Until something a little better comes along. By chance, Thomas meets Ali (Hilmi Sözer), a supplier to a number of snack bars in the region. He seems to have a solid business, impressive capital, a significant drinking problem, and a much younger, pretty blonde wife named Laura (Nina Hoss). Thomas helps Ali out of a jam and is rewarded with a job as Ali’s driver. Despite Thomas’ reticence, the men develop a certain masculine camaraderie. It’s a little one-sided, but Ali needs a friend he can trust because he sure can’t seem to trust his wife. Ali’s consumed by jealousy, yet, strangely, he also seems to almost encourage Thomas’ attraction to Laura, who’s even less voluble than Thomas. The three spend more and more time together. Ali drinks far too much. We wait, wondering how long it will take for lust to sprout fangs.


The only other film I’ve seen from German writer/director Christian Petzold is his 2007 feature Yella, which shares interesting similarities with Jerichow: an uneasy relationship between automobiles and water; an unexpected business opportunity on offer with a minimum of questions asked; a steady narrative progression built upon just the right number of expository clues to keep us intrigued; and Hoss, whose striking beauty is odd enough to encourage our interest and whose mere gaze feels at once vulnerable and guarded. The most distinguishing trait these films share however is extra-filmic. Other than the fact that it’s a personal favourite film of mine, I won’t tell you what the source material is for Yella here, since there’s a great pleasure to be found in recognizing it yourself, and anyway if you really want to know you can find out easily enough elsewhere. But I will tell you that the inspiration behind Jerichow is one of the great hard-boiled crime novels of the 20th century, one that’s been explicitly adapted into two Hollywood movies and surreptitiously drawn upon by many, many more.


Jerichow takes as its blueprint James M. Cain’s enduring and infinitely malleable 1934 novel The Postman Always Rings Twice, shaking it to life by focusing on different aspects of it than previous incarnations.
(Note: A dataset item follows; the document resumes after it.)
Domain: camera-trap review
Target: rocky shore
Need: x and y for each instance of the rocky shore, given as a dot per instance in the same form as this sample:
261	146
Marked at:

The doomed scheme undertaken by the lovers out of desire and a healthy dose of greed occurs far later in the proceedings. There’s less time spent generating the sexual connection between Thomas and Laura—whose name even rhymes with Cain’s Cora—and more spent nurturing the peculiar pathos of Ali, who’s outsider status as a dark-skinned, rather unsavoury immigrant matches that of Cain’s Greek truck stop proprietor. Thus Petzold imbues Jerichow with a subtle commentary on modern German multiculturalism, making Ali seem destined to always be regarded an Other, a lonely man far from his homeland with a wife he essentially purchased—Laura, like Thomas, has a shady past that we’ll learn just enough about to help us understand what she’s willing to do to escape it. In an especially sly nod to Cain’s text, the first explosion of physicality between Thomas and Laura is so intense as to draw blood. Yet in one of numerous twists on Cain’s text, Petzold swaps which gender fissures the flesh of the other.


Petzold has crafted here a satisfying neo-noir, mining a seminal proto-noir narrative for his set-up while rigorously exploring the alternate routes it might take. His cool, unobtrusive style avoids expressionistic flourish and is not invested in any noir or neo-noir traditions. It seems to arise from an individual worldview and an affection for genre only exceeded by an investment in finding variations that speak to a new audience. Where it all ends is clever and unexpected, though it’s so terse it may leave some hungry for a denouement on par with Cain’s gritty end of the line. For others, the final scene might just feel like the perfect cliff to drop off of, a vertiginous plunge into the abyss that may itself inspire yet further ventures into this fecund territory of sordidness and longing.